Defensive sector ETFs such as utilities, consumer staples and healthcare leading the market in 2013 have turned into laggards the past couple weeks.
It’s too early to say whether this is a full-blown rotation to cyclical stocks, but the seeds have been planted for a potential trend change.
Eddy Elfenbein at the Crossing Wall Street blog notes that defensive consumer stocks have performed very well year this but their relative performance has suffered a dramatic turn back since April 19.
“It’s unusual, but not unheard of, for defensive stocks to lead a rally,” he wrote. “The post-election rally seems to have continued in stride with a quick change in leadership. The change occurred just after the big plunge in gold.”
Investors could be moving away from traditionally defensive sectors that have been bid up to overvalued levels.

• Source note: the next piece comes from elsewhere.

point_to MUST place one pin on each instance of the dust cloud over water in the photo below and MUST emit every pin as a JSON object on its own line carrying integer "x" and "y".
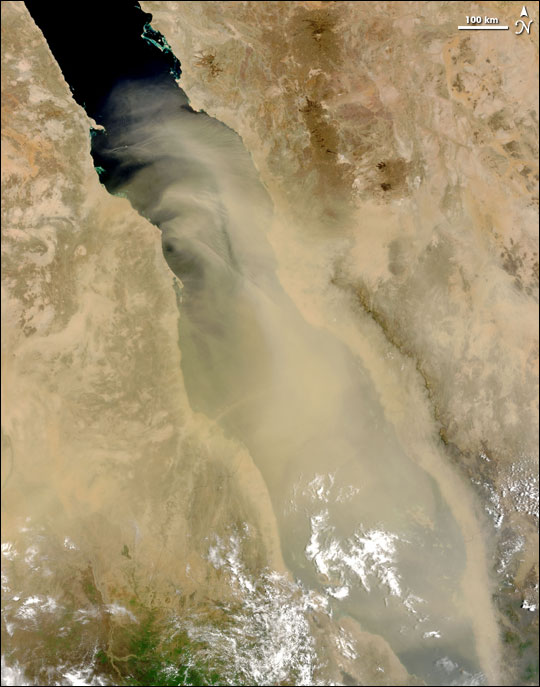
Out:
{"x": 361, "y": 522}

Cyclical sector ETFs for energy, technology and materials have been outperforming since mid-April.
“Investors searching for higher yields are driving up the shares of dividend-paying companies, fueling a debate over whether these traditional haven stocks are getting dangerously expensive,” according to a recent Wall Street Journal report. “Some buyers argue that dividend stocks have entered a period where demand for income will keep valuations high, perhaps for years, thanks to Federal Reserve easy-money policies that are expected to remain in place at least into 2015. Skeptics say the ‘this time is different’ thesis will prove wrong, and that investors will discover they have overpaid.”
The chart below shows the year-to-date performance of the nine Select Sector SPDR ETFs versus the S&P 500. Consumer staples, healthcare and utilities have done well, but that edge has been slipping lately.
The relative performance charts of some of the sector ETFs against the S&P 500 show things have changed in recent weeks.